Diagnosis of Hepatocellular Carcinoma
The diagnosis of HCC was established based on an increase in
-fetoprotein (AFP) and liver injury detected by imaging methods, and/or histopathological analysis irrespective of AFP titers. Serum AFP levels were determined using commercial kits (AxSym, Abbott, Chicago, IL, USA) according to the manufacturer's instructions. Levels lower than 10 ng/ml were considered to be normal, whereas values higher than 400 ng/ml were classified as specific (17,18). In cases with normal or intermediate serum levels, the diagnosis was confirmed by biopsy of the hepatic lesion and/or lipiodol arteriography.
Laboratory Assessment
The following biochemical parameters were measured: alanine aminotransferase (ALT, normal <53 IU/l), aspartate aminotransferase (AST, normal: <40 IU/l), alkaline phosphatase (normal: <92 IU/l), bilirubin (normal: <1.2 mg/dl), albumin (normal: >3.2 g/dL) and prothrombin time (normal: up to 3 s of control).

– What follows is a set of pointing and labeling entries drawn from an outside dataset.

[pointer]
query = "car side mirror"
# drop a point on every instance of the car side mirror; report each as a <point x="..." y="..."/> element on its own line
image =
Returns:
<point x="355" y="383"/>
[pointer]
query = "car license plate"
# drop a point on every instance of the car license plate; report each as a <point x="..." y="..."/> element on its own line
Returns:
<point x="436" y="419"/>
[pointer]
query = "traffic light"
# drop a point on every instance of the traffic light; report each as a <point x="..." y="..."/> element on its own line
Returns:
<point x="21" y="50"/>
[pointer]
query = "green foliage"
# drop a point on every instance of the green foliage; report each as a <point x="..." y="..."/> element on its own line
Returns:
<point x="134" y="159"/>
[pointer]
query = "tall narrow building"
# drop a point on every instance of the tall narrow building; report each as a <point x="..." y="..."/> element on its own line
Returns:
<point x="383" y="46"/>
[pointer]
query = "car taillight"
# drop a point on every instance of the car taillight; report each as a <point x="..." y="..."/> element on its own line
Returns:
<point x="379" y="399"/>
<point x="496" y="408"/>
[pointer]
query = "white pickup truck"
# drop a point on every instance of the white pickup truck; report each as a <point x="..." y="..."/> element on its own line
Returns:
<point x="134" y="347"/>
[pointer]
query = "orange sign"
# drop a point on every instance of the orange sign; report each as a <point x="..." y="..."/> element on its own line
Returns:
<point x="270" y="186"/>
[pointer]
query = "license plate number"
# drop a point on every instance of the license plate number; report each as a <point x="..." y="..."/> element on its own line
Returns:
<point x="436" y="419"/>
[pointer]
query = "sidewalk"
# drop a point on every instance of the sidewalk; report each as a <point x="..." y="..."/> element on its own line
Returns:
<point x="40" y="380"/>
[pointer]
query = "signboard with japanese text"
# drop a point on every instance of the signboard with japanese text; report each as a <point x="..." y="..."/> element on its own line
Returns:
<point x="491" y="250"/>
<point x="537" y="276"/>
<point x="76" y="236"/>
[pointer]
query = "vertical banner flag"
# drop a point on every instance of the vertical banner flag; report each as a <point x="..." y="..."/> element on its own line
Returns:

HBV surface antigen (HBsAg), anti-core antibody (anti-HBc) and anti-HCV antibody were assayed by MEIA (AxSym, Abbott, Chicago, IL, USA). Patients with positive HBsAg and anti-HBc were considered as having active infection by the HBV and those with isolated anti-HBc as having previous contact with this virus. Patients with anti-HCV were considered infected by the HCV independently of the presence of HCV-RNA.
HGV-RNA was detected by the reverse transcriptase-polymerase chain reaction (RT-PCR) as follows.
Extraction and Amplification of HGV-RNA
Total RNA was extracted from 250 µl of serum with Trizol reagent (Gibco/BRL—Invitrogen®, CA, USA) according to the manufacturer's recommendations. The pellet was resuspended in 100 µl sterile ultrapure water (Milli-Q®) and stored in a freezer at –70°C. After extraction, 10 µL of the RNA extracted from samples and controls was converted into cDNA by incubation with avian myeloblastosis virus (AMV) RT (Gibco/BRL) for 30 min at 42°C and amplified by nested PCR. Reverse transcription was carried out in the same mixture as the first amplification together with the other components. Two distinct regions were used for amplification of the HGV genome, with the selection of two primer pairs for amplification of the NS3 region and two primer pairs for amplification of the 5'NTR region.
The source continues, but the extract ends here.